They’re all counting on us. Parents, kids, schools, the world. They are counting on us as coaches to make better people, better players, and better adults that will one day be in charge of our world.
Recently I sent an email to our middle school coaches about our focus for leading through basketball. But really it doesnt matter the sport. Our role is to lead kids, and if we nail it and win some games in our sport at the same time, that is a bonus.
Control the inputs, not the outputs. Great inputs, create better outputs anyway. Lead on! Here is what I wrote:
It doesn’t matter who is on our team, how good we are, or how good the other teams are, we need to have a high expectation for controlling the controllables with our leadership. Please focus on this. We have to partner with parents and the school to instill some of these critical controllable aspects of life:
Behavior – Kids must treat others respectfully and kindly. Bullying or negativity or mocking others in any way is totally unacceptable. Do NOT allow this. Catch it right away, address it, explain why. Create penalties for this behavior if necessary.
Listening – Kids must listen to the adults in the room. They must hold the ball while the coach is talking. They must not talk back or eye roll. Explain why you require this when it happens, and create penalties if necessary in order to enforce this.

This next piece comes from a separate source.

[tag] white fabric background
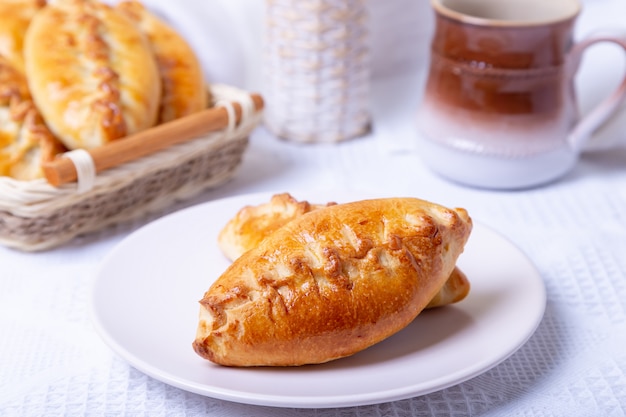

Planning – Make sure you are planning practices well. If you are not organized or not maximizing reps, kids and parents will not respect you. If doing shooting drills try to break down smaller partner groups so there are more reps and more time in action vs standing in lines. Avoid lines whenever possible. Get the ball in kids hands. Be organized.
Intensity – We want you to teach intensity and focus on how we play. Expect that they work hard, don’t let them goof around. There is a big difference between goofy fun and competitive fun. Teach them how to have competitive fun in practice and goofy fun somewhere else 🙂
Improvement – Expect improvement. The goal each day, each drill, each rep needs to be focused on improvement, not perfection. Give feedback about improvement not just perfect outcomes of a drill. Get better. Ask kids, did you do enough to make yourself better in that drill/scrimmage/whatever. Make improvement goals part of the language.
Take these things seriously. Doing these things will create a SAFE place for kids to compete. Most importantly we will properly building the next generation of adults.